Originally published on Eclecitfying
I’m in favor of the current thrust towards resolving the Syrian chemical weapons problem without war. If the disarmament can be made to work it is far preferable to an uncertain future after we kill more people by remote control in the Middle East.
That said, I have to say I was stunned by how it happened. An offhand remark by our Secretary of State turned out to actually describe a workable path forward. A remark that he tried to walk back.
Why wasn’t this something floated for real? The administration was so stuck in a path towards violent response that it didn’t even consider offering anything else at all. They saw no way around it.
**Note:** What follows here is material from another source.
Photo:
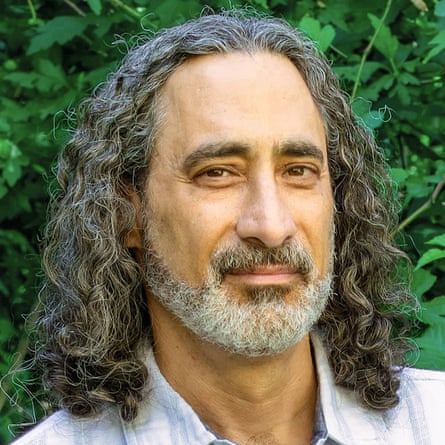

The team was frankly incompetent here. We have some very smart people in the State Department, the White House, and the Pentagon. And between them all they didn't think to make this proposal. Forgive me for citing the Bush administration, but even they gave Afghanistan a potential path to avoid the war (turn over bin Laden and followers). They weren't going to take it, but just offering it was smart. And what if they had turned them over? At least that possibility was on the table.
This administration couldn’t see that it should offer an out. And that’s doubly bad because it happens that — as far as we can tell, pending future events — the Russians and Syrians were ready to take that kind of out.
Instead we went out on a limb for military action, and that limb was collapsing, with the British vote in Parliament, and the lack of nearly any support from any ally. In fact, Putin saved Obama from having to go it alone, and probably an embarrassing defeat in Congress.
We will see if this process actually produces anything. But we will actually see. No thanks to the smart folks in charge of our foreign policy. (Well, minor thanks I suppose for not being stubborn after the fact.) We stumbled into a path when we should have led with it.
We pay those folks to figure out solutions. They let us down. I hope they’ve learned, not just that they should think harder, but how seductive, apparently, is the path to war.